|Title||Estimation of elastic constants for HTI media using Gauss-Newton and full-Newton multiparameter full-waveform inversion|
|Publication Type||Journal Article|
|Year of Publication||2016|
|Authors||Pan, W, Innanen, KA, Margrave, GF, Fehler, M, Fang, X, Li, J|
|Pagination||R275 - R291|
In seismic full-waveform inversion (FWI), subsurface parameters are estimated by iteratively minimizing the difference between the modeled and the observed data. We have considered the problem of estimating the elastic constants of a fractured medium using multiparameter FWI and modeling naturally fractured reservoirs as equivalent anisotropic media. Multiparameter FWI, although promising, remains exposed to a range of challenges, one being the parameter crosstalk problem resulting from the overlap of Fréchet derivative wavefields. Parameter crosstalk is strongly influenced by the form of the scattering pattern for each parameter.We have derived 3D radiation patterns associated with scattering from a range of elastic constants in general anisotropic media.

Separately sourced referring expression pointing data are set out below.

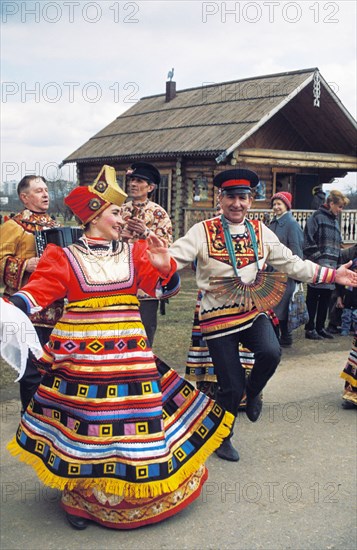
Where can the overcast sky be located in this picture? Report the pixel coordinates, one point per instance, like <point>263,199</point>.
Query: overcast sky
<point>71,67</point>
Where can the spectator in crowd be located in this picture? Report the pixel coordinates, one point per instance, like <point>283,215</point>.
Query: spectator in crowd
<point>322,244</point>
<point>143,217</point>
<point>319,197</point>
<point>289,232</point>
<point>347,301</point>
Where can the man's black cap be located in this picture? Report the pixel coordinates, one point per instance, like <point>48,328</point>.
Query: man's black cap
<point>144,171</point>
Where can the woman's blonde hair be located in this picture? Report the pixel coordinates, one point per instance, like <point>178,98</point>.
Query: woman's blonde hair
<point>337,198</point>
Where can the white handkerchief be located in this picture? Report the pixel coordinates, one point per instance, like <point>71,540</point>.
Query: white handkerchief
<point>17,336</point>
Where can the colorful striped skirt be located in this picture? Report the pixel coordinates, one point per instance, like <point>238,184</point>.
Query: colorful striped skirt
<point>349,374</point>
<point>122,434</point>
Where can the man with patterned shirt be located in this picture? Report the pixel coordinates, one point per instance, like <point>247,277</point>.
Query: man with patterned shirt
<point>18,260</point>
<point>231,253</point>
<point>142,217</point>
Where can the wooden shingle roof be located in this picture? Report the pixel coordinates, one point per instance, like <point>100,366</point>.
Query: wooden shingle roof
<point>207,120</point>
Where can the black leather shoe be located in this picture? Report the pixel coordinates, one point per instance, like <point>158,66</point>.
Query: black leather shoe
<point>254,407</point>
<point>77,522</point>
<point>312,335</point>
<point>325,334</point>
<point>227,452</point>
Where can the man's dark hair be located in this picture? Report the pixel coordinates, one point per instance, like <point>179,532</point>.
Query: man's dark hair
<point>25,183</point>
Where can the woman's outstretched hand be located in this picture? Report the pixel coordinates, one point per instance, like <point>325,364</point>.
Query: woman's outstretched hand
<point>158,254</point>
<point>345,276</point>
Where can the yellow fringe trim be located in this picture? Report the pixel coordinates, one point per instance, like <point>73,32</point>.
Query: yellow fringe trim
<point>349,379</point>
<point>79,328</point>
<point>124,488</point>
<point>126,299</point>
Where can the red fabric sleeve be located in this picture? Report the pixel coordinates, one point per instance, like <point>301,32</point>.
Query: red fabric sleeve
<point>51,279</point>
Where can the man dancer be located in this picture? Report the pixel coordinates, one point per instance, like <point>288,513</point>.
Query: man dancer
<point>234,251</point>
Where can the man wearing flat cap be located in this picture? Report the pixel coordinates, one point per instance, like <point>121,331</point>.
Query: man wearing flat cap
<point>230,253</point>
<point>142,217</point>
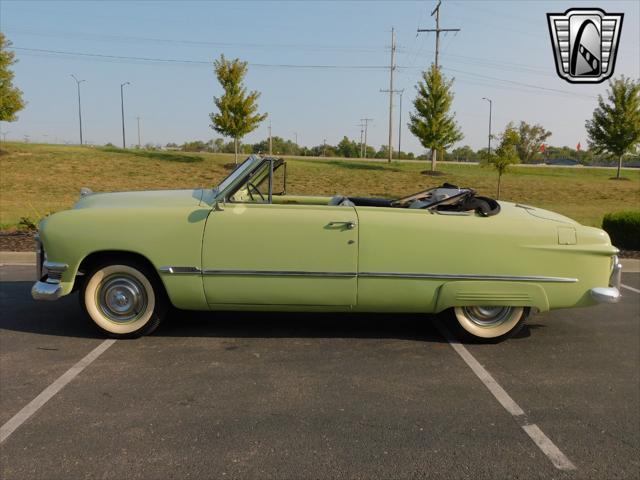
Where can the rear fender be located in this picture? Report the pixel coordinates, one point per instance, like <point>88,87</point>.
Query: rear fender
<point>494,293</point>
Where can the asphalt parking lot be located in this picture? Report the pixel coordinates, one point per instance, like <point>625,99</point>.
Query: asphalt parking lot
<point>229,395</point>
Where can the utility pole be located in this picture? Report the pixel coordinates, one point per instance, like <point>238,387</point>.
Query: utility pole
<point>400,124</point>
<point>78,82</point>
<point>124,144</point>
<point>392,67</point>
<point>366,126</point>
<point>437,30</point>
<point>490,109</point>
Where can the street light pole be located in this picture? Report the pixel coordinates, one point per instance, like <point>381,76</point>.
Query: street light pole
<point>124,144</point>
<point>490,109</point>
<point>78,82</point>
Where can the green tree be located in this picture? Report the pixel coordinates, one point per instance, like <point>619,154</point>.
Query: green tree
<point>615,126</point>
<point>432,123</point>
<point>10,97</point>
<point>506,154</point>
<point>237,109</point>
<point>348,148</point>
<point>531,138</point>
<point>464,154</point>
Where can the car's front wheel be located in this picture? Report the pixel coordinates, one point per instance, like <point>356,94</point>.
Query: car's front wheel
<point>124,299</point>
<point>490,323</point>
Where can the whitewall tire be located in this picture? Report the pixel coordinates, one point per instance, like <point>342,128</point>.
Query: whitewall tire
<point>490,323</point>
<point>124,299</point>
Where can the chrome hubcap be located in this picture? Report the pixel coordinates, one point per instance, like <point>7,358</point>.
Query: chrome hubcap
<point>122,298</point>
<point>488,316</point>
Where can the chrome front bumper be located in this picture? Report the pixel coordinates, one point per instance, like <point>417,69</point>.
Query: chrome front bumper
<point>46,291</point>
<point>610,294</point>
<point>49,275</point>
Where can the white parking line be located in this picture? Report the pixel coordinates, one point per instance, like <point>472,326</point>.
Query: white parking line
<point>34,405</point>
<point>553,453</point>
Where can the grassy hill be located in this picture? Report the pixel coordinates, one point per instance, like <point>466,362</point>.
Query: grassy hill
<point>38,179</point>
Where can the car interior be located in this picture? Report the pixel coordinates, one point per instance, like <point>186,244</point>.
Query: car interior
<point>267,184</point>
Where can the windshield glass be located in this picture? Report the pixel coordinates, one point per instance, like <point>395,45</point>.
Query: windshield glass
<point>240,170</point>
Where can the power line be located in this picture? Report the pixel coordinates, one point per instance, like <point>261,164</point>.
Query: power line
<point>166,61</point>
<point>438,30</point>
<point>129,38</point>
<point>194,62</point>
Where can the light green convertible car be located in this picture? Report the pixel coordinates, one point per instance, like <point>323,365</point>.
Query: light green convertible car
<point>248,245</point>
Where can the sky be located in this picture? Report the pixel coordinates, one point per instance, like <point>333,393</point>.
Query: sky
<point>318,65</point>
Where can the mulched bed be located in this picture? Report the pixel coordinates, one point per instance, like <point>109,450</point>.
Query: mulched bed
<point>24,242</point>
<point>17,242</point>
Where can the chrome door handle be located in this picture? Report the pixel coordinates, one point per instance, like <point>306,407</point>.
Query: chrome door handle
<point>349,225</point>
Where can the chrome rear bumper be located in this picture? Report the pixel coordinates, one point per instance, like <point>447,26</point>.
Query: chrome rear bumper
<point>610,294</point>
<point>605,294</point>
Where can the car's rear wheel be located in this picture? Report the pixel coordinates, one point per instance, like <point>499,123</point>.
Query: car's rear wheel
<point>124,299</point>
<point>490,323</point>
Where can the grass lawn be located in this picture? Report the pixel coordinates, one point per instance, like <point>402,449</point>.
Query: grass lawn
<point>39,179</point>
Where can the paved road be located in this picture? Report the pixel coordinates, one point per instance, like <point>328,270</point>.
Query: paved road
<point>326,396</point>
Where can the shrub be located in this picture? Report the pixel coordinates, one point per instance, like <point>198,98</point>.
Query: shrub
<point>624,229</point>
<point>27,223</point>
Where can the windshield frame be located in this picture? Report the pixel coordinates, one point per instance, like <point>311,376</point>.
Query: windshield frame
<point>236,176</point>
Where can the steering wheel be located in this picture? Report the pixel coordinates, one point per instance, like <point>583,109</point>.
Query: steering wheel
<point>251,186</point>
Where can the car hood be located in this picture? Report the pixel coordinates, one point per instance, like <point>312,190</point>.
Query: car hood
<point>142,199</point>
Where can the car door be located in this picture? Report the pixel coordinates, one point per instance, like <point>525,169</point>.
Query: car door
<point>271,254</point>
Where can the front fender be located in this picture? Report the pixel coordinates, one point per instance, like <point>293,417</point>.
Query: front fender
<point>167,236</point>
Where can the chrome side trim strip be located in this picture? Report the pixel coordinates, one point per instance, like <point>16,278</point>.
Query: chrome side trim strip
<point>299,273</point>
<point>278,273</point>
<point>180,270</point>
<point>55,266</point>
<point>462,276</point>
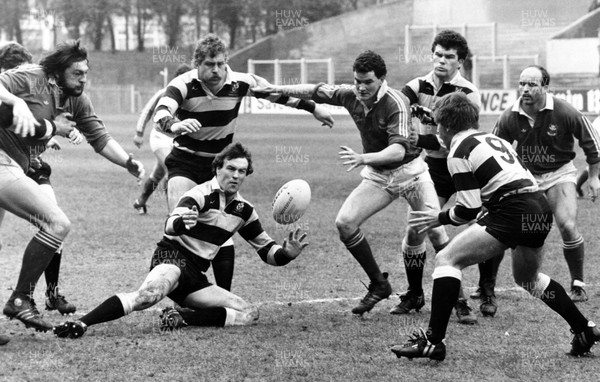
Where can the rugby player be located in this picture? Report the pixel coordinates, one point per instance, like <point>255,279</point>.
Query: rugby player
<point>450,49</point>
<point>201,109</point>
<point>487,171</point>
<point>545,128</point>
<point>205,217</point>
<point>160,144</point>
<point>46,99</point>
<point>392,166</point>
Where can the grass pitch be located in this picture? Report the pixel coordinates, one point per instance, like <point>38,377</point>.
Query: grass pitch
<point>306,331</point>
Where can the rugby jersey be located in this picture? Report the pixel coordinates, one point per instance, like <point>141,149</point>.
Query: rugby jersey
<point>187,97</point>
<point>484,169</point>
<point>217,222</point>
<point>547,143</point>
<point>423,91</point>
<point>387,122</point>
<point>45,100</point>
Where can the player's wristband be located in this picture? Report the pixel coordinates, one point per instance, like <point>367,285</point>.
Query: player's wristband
<point>307,105</point>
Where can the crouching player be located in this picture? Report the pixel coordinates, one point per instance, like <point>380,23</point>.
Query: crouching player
<point>205,217</point>
<point>486,170</point>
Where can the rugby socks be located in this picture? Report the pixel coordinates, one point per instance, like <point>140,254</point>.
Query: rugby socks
<point>150,184</point>
<point>111,309</point>
<point>446,286</point>
<point>414,262</point>
<point>574,253</point>
<point>38,254</point>
<point>555,296</point>
<point>51,273</point>
<point>359,248</point>
<point>204,316</point>
<point>223,265</point>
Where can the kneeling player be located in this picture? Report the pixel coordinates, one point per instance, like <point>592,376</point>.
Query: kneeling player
<point>205,217</point>
<point>486,170</point>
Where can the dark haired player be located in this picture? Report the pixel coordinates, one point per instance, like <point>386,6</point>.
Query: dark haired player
<point>449,49</point>
<point>392,166</point>
<point>205,217</point>
<point>545,128</point>
<point>201,109</point>
<point>52,93</point>
<point>487,171</point>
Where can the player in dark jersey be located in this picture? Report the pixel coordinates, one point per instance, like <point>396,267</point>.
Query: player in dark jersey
<point>449,50</point>
<point>204,218</point>
<point>201,109</point>
<point>161,145</point>
<point>43,101</point>
<point>487,171</point>
<point>545,128</point>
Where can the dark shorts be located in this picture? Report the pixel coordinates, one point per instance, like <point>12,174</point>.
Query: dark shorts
<point>192,268</point>
<point>42,174</point>
<point>519,220</point>
<point>442,180</point>
<point>195,168</point>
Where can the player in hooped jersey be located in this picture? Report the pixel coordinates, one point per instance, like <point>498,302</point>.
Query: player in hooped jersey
<point>204,218</point>
<point>545,128</point>
<point>449,50</point>
<point>392,167</point>
<point>201,109</point>
<point>487,172</point>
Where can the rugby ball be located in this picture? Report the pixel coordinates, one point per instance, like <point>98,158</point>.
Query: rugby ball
<point>291,201</point>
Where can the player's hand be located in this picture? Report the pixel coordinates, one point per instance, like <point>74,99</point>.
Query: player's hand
<point>322,114</point>
<point>413,134</point>
<point>424,114</point>
<point>138,141</point>
<point>423,221</point>
<point>594,188</point>
<point>190,217</point>
<point>351,158</point>
<point>294,244</point>
<point>186,126</point>
<point>23,119</point>
<point>64,124</point>
<point>135,168</point>
<point>75,137</point>
<point>53,144</point>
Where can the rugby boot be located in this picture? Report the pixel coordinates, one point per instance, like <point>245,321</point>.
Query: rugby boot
<point>377,291</point>
<point>488,306</point>
<point>70,329</point>
<point>171,319</point>
<point>142,209</point>
<point>578,293</point>
<point>408,302</point>
<point>418,346</point>
<point>23,309</point>
<point>464,312</point>
<point>583,342</point>
<point>476,295</point>
<point>56,301</point>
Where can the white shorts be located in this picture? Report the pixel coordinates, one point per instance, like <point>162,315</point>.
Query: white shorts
<point>10,171</point>
<point>160,141</point>
<point>401,181</point>
<point>565,174</point>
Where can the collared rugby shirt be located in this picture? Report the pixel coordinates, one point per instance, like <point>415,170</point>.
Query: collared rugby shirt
<point>217,222</point>
<point>484,169</point>
<point>386,123</point>
<point>547,143</point>
<point>187,97</point>
<point>424,92</point>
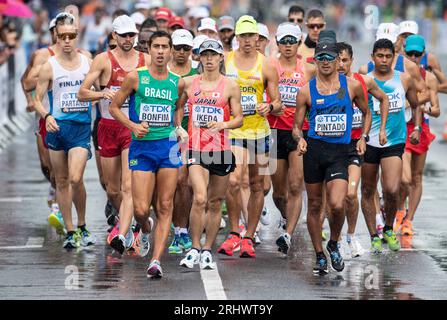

Then, we developed scattering patterns specific to a horizontal transverse isotropic (HTI) medium to draw conclusions about parameter crosstalk in FWI. Bare gradients exhibit crosstalk, as well as artifacts caused by doubly scattered energy in the data residuals. The role of the multiparameter Gauss-Newton (GN) Hessian in suppressing parameter crosstalk is revealed. We have found that the second-order term in the multiparameter Hessian, which is associated with multiparameter second-order scattering effects, can be constructed with the adjoint-state technique. We have examined the analytic scattering patterns for HTI media with a 2D numerical example.We have examined the roles played by the first- and second-order terms in multiparameter Hessian to suppress parameter crosstalk and second-order scattering artifacts numerically. We have also compared the multiparameter GN and full-Newton methods as methods for determining the elastic constants in HTI media with a two-block-layer model.